St. Joseph, the father of Jesus, is one of New Orleans’s favorite saints. The patron saint of carpenters, his patronage is sought when one is buying, selling or repairing a house. After Katrina, signs asking for his prayers and intercession peppered the flooded landscape. His feast day, March 19, is marked by many St. Joseph altars, which are laden with food and dismantled to feed the poor. So it was inevitable that eventually there would be a bar opened in his honor. Entering the bar feels like going to church if churches made delicious mojitos. (N.B. I’d be a much better Baptist if they did.) Gilt mirrors adorn the walls and church pew benches offer patrons seating. A portrait of St. Joseph dominates the long narrow bar. According to the bartender, the owners acquired the painting for a song and planned on hanging it in their yet unnamed bar. After spending more than they bargained to restore it, they figured “What the hell?” and named the bar in the saint’s honor.

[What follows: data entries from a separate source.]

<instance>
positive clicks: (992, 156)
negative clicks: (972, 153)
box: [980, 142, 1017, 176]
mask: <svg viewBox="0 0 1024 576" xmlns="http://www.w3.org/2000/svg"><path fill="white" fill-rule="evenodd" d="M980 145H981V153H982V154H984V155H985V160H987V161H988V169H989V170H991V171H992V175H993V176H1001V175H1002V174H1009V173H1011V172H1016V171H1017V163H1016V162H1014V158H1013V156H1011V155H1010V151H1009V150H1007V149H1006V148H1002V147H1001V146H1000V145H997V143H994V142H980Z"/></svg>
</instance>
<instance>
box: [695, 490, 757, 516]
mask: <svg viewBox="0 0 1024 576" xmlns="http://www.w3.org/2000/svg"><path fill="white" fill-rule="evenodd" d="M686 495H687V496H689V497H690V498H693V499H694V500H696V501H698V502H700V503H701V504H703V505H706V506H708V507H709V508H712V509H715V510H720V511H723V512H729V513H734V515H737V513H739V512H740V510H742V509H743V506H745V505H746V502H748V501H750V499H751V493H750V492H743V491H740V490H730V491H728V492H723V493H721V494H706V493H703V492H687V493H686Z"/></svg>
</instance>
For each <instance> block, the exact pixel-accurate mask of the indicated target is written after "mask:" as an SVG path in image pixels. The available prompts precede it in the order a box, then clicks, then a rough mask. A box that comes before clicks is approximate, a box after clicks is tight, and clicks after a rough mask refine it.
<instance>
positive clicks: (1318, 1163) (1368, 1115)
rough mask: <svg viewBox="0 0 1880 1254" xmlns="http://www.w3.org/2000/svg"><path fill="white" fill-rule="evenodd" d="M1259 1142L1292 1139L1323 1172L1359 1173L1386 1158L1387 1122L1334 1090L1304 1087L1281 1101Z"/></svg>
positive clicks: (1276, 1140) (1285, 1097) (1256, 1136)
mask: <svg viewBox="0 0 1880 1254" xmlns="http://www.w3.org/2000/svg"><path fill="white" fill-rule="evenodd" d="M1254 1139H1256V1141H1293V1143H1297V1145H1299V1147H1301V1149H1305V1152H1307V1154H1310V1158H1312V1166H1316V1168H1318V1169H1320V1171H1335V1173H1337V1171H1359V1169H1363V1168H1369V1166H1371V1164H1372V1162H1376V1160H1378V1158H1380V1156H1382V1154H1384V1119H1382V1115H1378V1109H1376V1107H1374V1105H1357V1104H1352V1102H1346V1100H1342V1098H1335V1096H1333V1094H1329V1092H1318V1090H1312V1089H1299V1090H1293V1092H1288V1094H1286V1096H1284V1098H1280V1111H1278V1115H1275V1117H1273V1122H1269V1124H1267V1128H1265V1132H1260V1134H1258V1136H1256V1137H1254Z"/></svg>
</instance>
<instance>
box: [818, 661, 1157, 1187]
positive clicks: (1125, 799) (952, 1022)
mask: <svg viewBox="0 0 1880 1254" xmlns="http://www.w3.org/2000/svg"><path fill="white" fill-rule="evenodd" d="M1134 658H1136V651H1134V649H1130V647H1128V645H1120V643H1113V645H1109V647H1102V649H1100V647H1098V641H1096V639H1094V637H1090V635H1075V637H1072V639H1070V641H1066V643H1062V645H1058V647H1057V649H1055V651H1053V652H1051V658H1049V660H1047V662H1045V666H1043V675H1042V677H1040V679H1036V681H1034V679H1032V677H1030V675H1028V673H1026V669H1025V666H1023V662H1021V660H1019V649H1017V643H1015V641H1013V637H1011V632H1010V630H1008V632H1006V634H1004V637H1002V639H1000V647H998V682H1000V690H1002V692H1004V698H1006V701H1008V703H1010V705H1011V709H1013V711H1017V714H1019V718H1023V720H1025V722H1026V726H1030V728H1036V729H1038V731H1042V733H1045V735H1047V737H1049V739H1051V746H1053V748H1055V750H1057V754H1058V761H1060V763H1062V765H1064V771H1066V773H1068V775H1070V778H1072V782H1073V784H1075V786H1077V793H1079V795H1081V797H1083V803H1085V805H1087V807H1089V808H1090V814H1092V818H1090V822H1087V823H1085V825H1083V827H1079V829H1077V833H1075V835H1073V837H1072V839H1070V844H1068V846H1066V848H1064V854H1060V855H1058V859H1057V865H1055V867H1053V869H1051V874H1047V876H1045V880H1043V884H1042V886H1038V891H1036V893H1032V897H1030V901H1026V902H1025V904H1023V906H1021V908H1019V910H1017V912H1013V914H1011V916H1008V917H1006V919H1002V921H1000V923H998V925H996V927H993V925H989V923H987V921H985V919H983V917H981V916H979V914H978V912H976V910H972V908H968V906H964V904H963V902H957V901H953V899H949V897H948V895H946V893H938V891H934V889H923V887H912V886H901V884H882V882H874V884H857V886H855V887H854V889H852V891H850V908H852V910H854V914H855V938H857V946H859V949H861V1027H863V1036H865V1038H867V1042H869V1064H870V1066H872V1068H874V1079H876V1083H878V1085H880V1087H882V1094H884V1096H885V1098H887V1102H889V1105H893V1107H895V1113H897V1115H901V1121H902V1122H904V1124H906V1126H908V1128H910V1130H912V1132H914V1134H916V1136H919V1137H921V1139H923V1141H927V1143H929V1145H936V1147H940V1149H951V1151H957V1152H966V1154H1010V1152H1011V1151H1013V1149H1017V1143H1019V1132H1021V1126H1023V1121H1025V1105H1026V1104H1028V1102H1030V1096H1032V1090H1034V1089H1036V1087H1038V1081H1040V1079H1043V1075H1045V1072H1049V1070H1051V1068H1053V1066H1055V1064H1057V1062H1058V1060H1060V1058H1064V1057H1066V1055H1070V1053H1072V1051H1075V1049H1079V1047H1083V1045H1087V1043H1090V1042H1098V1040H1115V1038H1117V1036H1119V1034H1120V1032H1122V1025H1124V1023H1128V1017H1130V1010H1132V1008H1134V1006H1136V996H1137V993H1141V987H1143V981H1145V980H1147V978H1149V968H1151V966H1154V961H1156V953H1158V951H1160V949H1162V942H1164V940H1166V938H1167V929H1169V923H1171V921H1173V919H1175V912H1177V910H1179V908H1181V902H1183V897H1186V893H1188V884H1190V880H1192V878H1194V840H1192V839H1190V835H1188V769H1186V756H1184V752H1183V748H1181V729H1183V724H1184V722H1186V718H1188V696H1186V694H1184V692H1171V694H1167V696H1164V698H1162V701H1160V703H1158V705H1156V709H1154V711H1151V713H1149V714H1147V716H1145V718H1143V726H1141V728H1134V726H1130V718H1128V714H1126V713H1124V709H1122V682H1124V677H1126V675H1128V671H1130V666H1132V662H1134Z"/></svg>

Order their signature mojito (blueberry or original, your choice) and settle in for a visit or a game of pool. If you head to the back patio, the decor changes. The back bar (not always open) is dominated by massive armoire in an indeterminate Asian style. Maybe it’s Thai. Maybe it’s Indonesian. It does not look like it’s from a place where they serve mojitos. No matter; it’s still pretty. Colored lanterns hang from the ceiling, and the whole patio has a soft glow. Amid this scene of tranquil beauty, Lee points to some bushes in the corner and reports that he once got really sick there after his fifth mojito. A cautionary tale. He advises no more than three. I agree.